On PPG we took Wycombe’s place in eighth and they duly got promoted, via the play-offs, a kick in the teeth given nearly all our remaining fixtures were bottom half teams. Power played 36 games in all competitions, scoring three goals, one of which was a complete thunderbastard against Sheffield United away in the Carabao Cup. Another was a 97th minute equaliser at home to Fleetwood Town, much to the dismay of Joey Barton and his “celebrating against little old Fleetwood” pony.

2020/21 was to be Power’s last season at the Stadium of Light, which saw him chalk up 53 appearances in all competitions. Power also contributed with six goals, the most famous being his strike against Oxford United at home which led to Power doing a full double knee slide in front of Karl Robinson and the away dugout. This was in response to the dogs abuse Power received for his red at Oxford in previous seasons, and was fuelling the flames for another tunnel straightener.

In the March of 2021 we reached the Papa John’s Trophy final against his beloved Tranmere, and Power was able to lead the lads to a 1-0 victory, thanks to a killer pass by Aiden McGeady leading to a Lynden Gooch goal. Of course, this was in front of an empty Wembley Stadium given the state controlled restrictions at the time.

We ended the season in fourth having lost the least amount of games in the league, but drawing a massive 17 games, part under Lee “you won’t see many draws” Johnson. A play-off semi-final ensued against Lincoln City in which I can still hear in my living room the cries of WMS’s very own Jimmy Reay screaming “don’t shoot, don’t shoot, don’t shoot” in fear of Power trying to recreate Stevie Gerrard’s FA Cup heroics some years back.

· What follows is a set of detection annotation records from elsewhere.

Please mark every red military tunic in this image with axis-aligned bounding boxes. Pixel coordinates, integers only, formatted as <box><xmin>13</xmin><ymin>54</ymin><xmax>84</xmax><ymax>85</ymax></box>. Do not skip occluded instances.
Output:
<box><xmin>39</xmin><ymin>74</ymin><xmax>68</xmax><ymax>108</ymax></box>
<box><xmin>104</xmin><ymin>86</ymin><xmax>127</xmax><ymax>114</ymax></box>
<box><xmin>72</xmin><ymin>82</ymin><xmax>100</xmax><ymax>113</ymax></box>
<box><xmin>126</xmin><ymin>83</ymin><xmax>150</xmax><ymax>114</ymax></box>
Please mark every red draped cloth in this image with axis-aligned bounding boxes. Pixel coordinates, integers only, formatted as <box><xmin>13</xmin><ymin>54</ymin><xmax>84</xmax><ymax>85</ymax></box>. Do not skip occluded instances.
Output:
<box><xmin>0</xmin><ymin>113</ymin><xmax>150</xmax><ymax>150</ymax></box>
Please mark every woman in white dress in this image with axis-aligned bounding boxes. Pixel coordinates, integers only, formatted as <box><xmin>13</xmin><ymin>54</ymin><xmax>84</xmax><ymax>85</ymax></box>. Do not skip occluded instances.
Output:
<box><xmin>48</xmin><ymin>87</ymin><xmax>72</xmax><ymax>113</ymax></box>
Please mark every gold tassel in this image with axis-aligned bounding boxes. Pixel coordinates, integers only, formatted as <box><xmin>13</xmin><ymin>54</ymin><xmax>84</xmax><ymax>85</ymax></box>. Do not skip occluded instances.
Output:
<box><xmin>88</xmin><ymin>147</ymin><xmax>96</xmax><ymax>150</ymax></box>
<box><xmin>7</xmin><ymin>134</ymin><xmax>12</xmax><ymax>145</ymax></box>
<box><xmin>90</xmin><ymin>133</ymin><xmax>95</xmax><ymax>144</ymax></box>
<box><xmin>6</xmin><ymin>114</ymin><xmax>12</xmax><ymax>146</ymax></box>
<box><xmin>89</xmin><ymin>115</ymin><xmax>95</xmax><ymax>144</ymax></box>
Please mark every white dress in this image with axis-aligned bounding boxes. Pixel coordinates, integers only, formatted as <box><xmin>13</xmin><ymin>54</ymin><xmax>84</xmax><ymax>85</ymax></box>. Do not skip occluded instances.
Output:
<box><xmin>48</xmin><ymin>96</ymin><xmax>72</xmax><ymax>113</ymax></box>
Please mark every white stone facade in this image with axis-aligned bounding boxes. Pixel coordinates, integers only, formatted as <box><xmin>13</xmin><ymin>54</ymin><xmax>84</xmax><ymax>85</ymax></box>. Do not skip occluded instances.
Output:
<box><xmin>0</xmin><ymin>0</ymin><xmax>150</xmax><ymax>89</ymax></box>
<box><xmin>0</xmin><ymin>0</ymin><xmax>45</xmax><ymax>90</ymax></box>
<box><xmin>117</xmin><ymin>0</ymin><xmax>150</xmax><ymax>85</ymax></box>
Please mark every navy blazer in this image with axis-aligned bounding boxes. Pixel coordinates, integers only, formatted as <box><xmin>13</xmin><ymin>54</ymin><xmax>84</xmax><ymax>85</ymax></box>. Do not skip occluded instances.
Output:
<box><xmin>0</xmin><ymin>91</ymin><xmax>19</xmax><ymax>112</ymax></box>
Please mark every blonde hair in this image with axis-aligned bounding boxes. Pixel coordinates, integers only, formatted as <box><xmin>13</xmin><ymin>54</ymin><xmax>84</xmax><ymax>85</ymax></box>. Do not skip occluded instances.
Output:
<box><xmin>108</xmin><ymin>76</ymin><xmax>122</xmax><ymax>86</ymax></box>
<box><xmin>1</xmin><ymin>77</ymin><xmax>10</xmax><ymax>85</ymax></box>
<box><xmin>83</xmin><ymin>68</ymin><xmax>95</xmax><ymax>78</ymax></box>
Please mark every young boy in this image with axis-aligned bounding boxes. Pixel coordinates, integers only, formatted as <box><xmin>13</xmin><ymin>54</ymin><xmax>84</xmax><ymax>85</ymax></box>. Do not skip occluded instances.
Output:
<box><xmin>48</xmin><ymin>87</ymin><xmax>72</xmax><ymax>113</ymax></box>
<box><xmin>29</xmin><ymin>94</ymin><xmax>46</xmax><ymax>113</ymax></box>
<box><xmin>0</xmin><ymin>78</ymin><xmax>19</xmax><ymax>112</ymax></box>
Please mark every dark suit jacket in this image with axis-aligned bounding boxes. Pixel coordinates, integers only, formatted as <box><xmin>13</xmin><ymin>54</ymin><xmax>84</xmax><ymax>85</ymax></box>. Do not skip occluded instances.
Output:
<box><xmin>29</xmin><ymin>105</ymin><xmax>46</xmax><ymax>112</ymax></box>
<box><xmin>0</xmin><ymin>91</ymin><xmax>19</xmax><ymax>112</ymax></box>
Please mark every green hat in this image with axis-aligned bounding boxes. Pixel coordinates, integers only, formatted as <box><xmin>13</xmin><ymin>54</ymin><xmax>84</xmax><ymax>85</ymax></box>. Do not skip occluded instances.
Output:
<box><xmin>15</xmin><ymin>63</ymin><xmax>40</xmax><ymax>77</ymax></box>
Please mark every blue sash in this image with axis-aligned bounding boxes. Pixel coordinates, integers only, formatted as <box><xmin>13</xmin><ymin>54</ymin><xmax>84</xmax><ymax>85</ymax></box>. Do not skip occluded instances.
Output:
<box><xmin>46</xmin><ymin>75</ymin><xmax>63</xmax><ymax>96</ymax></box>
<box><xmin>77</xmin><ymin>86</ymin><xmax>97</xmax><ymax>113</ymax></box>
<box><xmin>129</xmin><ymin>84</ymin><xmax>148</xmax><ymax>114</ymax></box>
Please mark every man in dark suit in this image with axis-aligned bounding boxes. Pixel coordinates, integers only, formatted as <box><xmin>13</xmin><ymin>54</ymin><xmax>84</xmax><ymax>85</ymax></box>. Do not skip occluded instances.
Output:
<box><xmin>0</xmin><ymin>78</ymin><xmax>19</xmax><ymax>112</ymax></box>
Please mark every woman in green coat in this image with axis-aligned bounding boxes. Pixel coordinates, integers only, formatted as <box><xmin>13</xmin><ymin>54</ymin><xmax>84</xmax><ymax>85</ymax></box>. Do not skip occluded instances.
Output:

Sadly, his 40-yard attempt did not lead to the all-important goal, and that was to be his last contribution in a Sunderland shirt. Power later received a lot of online vitriol for this, which on reflection wasn’t very fair at all.

To see him let go in the annual summer clearance sale was some surprise to a lot of fans, maybe the fact his contract had expired made the 59% decide to pinch a few pennies and keep him off the wage bill. Either way, our loss is Wigan’s gain as they snapped him up and currently sit pretty with two games in hand to go top of the league and achieve a third promotion out of League One.

For me, I wanted more out of Max Power, I wanted great goals, I wanted forward movement and to play with a certain freedom. On reflection it looks more likely that Power was simply following orders in a “give the ball to Geads” era, under managers such as Parkinson who failed to inspire.

Would I have him back now? In a heartbeat. He represents all that we lack at the moment; fitness, consistency, leadership, bottle, promotion, experience. He demanded more out of his players, and he’d certainly fill that black hole in the middle of the park that we currently have too.

Power averages over an 11 year career just shy of 46 games per full season, which shows a great commitment to personal fitness and availability, and significantly a lack of injuries. We don’t even have a goalkeeper currently that can manage that many games in a season.

Power will always be the player that finally after 48 years lifted a trophy at Wembley, albeit one of far less prestige. We wish you well, but please have a shocker on Saturday and let us make it three out of three against the Latics this season.